Oct 26, 2008

Silicon Valley Legends Tackle Internet Switching

Entrepreneurs and venture capitalists in Silicon Valley may be pressed by the economic climate, but at least one Valley legend has made his reputation -- and a sizeable fortune -- by zigging when everyone else is zagging. And it looks as though he is doing it again.

Andy Bechtolsheim, a co-founder of Sun Microsystems Inc. (Nasdaq: JAVA) and an early investor in Google (Nasdaq: GOOG), is once again putting his large brain to work on the hardware that makes the Web run.

Bechtolsheim has just announced that he is leaving Sun -- where he has been chief systems architect ever since the company bought his last startup in 2004 -- to focus on an Ethernet hardware maker known as Arista Networks Inc. The company's main product is a 10-Gigabit switch, which puts it in direct competition with networking-equipment giant Cisco Systems Inc. (Nasdaq: CSCO), as well as a couple of smaller players.

If you're going to go up against a company like Cisco, it helps to have someone who knows the opponent on your side. Arista has just that: The company's new CEO is Jayshree Ullal, the former head of Cisco's corporate data center unit and an engineer with a background in highspeed Ethernet switches. (She wrote about her new job here.)

The company's new chief scientist is Stanford University computer-science professor David Cheriton, who has been involved in two previous startups with Bechtolsheim and was also an early backer of Google.

According to a report in The New York Times, Cheriton and Bechtolsheim are financing the company themselves -- which probably isn't surprising, considering each has a net worth that is estimated in the billions.

Cheriton, a Canadian, helped to connect Google founders Larry Page and Sergey Brin with the venture capitalists at Kleiner Perkins Caufield & Byers , while Bechtolsheim provided the very first $100,000 angel investment to Google, at a time when the company was still based in a garage and hadn't even been legally incorporated.

Bechtolsheim and Cheriton co-founded two other networking equipment companies that were later acquired: Gigabit Ethernet company Granite Systems was bought by Cisco for $220 million in 1996, and Kealia was acquired by Sun in 2004 for an undisclosed sum.

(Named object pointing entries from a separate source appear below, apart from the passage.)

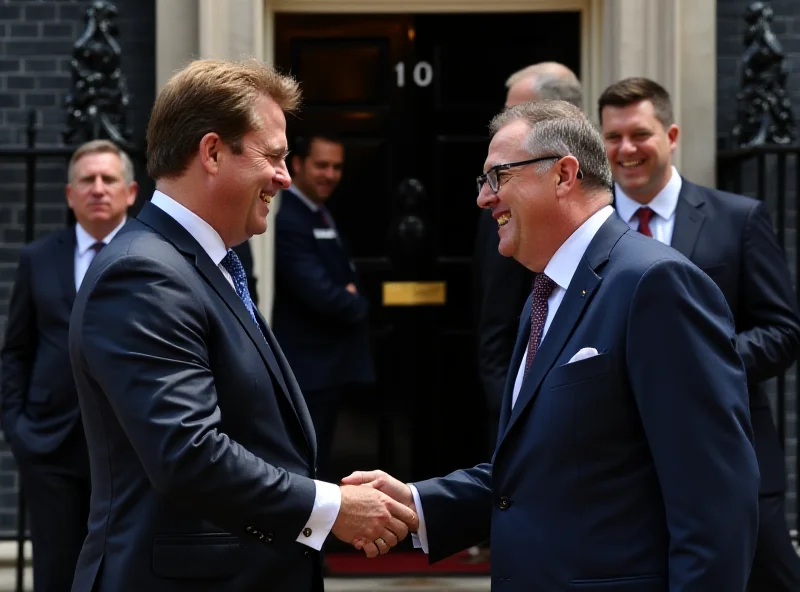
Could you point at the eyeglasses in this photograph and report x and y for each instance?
(493, 177)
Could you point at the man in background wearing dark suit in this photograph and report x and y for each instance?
(731, 238)
(625, 460)
(318, 315)
(40, 414)
(201, 448)
(501, 283)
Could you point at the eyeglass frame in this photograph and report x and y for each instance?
(484, 177)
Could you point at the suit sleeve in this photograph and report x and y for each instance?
(769, 332)
(691, 391)
(302, 274)
(505, 283)
(19, 347)
(144, 338)
(457, 509)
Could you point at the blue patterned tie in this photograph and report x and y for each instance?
(234, 267)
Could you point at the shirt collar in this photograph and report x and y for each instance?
(302, 196)
(564, 262)
(663, 204)
(85, 240)
(200, 230)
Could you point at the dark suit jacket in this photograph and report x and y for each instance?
(501, 287)
(731, 238)
(322, 327)
(632, 470)
(39, 402)
(200, 443)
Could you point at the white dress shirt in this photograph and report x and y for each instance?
(84, 254)
(662, 224)
(560, 269)
(328, 497)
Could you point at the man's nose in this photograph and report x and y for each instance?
(627, 147)
(282, 176)
(486, 197)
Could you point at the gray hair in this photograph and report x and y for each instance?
(561, 129)
(101, 147)
(550, 81)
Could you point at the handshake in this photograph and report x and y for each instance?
(377, 512)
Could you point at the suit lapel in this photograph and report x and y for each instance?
(688, 219)
(183, 241)
(581, 289)
(64, 259)
(295, 394)
(523, 335)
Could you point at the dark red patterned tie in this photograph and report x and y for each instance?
(542, 288)
(645, 215)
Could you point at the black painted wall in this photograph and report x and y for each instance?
(730, 29)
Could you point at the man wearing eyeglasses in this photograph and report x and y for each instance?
(625, 459)
(501, 285)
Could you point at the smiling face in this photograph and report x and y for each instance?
(525, 205)
(98, 194)
(318, 174)
(243, 184)
(639, 149)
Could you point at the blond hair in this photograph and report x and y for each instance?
(210, 96)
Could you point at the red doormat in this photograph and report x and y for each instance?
(403, 563)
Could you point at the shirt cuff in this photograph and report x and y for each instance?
(420, 539)
(327, 501)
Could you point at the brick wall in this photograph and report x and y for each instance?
(730, 29)
(36, 38)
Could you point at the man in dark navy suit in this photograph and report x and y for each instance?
(625, 460)
(730, 237)
(40, 414)
(318, 315)
(501, 284)
(201, 449)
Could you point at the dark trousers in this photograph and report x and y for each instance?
(56, 487)
(776, 567)
(323, 406)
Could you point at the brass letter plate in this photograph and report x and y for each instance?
(414, 293)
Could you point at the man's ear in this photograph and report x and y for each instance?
(569, 174)
(210, 149)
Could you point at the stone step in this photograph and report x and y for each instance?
(8, 575)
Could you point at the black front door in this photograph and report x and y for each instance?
(411, 95)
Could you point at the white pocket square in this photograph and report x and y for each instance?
(586, 352)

Although Arista is a hardware maker, Bechtolsheim has said the company has an edge over other high-speed networking equipment providers in the software that runs the switch. The Sun co-founder says too many switches use what amounts to slow, outdated software routines that don't take advantage of the speeds available within a network. He says they also don't allow for rapid prototyping and customization the way most Web-programming software does.

Arista touts its systems as more easily updatable, and the firm says it will even offer users a form of open API that will allow them to add their own features. Arista is also reportedly aiming to price its wares lower than its competitors.

As venture capitalists and investors of all kinds question the benefits of pure Web 2.0 services -- the ones that have managed to survive until now despite a lack of a revenue model, based on the "build it and they will come" philosophy -- it's likely that many of them will turn toward solutions that are rooted in hardware, as Arista's is. The benefits of a faster switch are not only more tangible, but more immediately obvious for companies that spend millions on their networks.

As usual, Andy Bechtolsheim is ahead of the curve.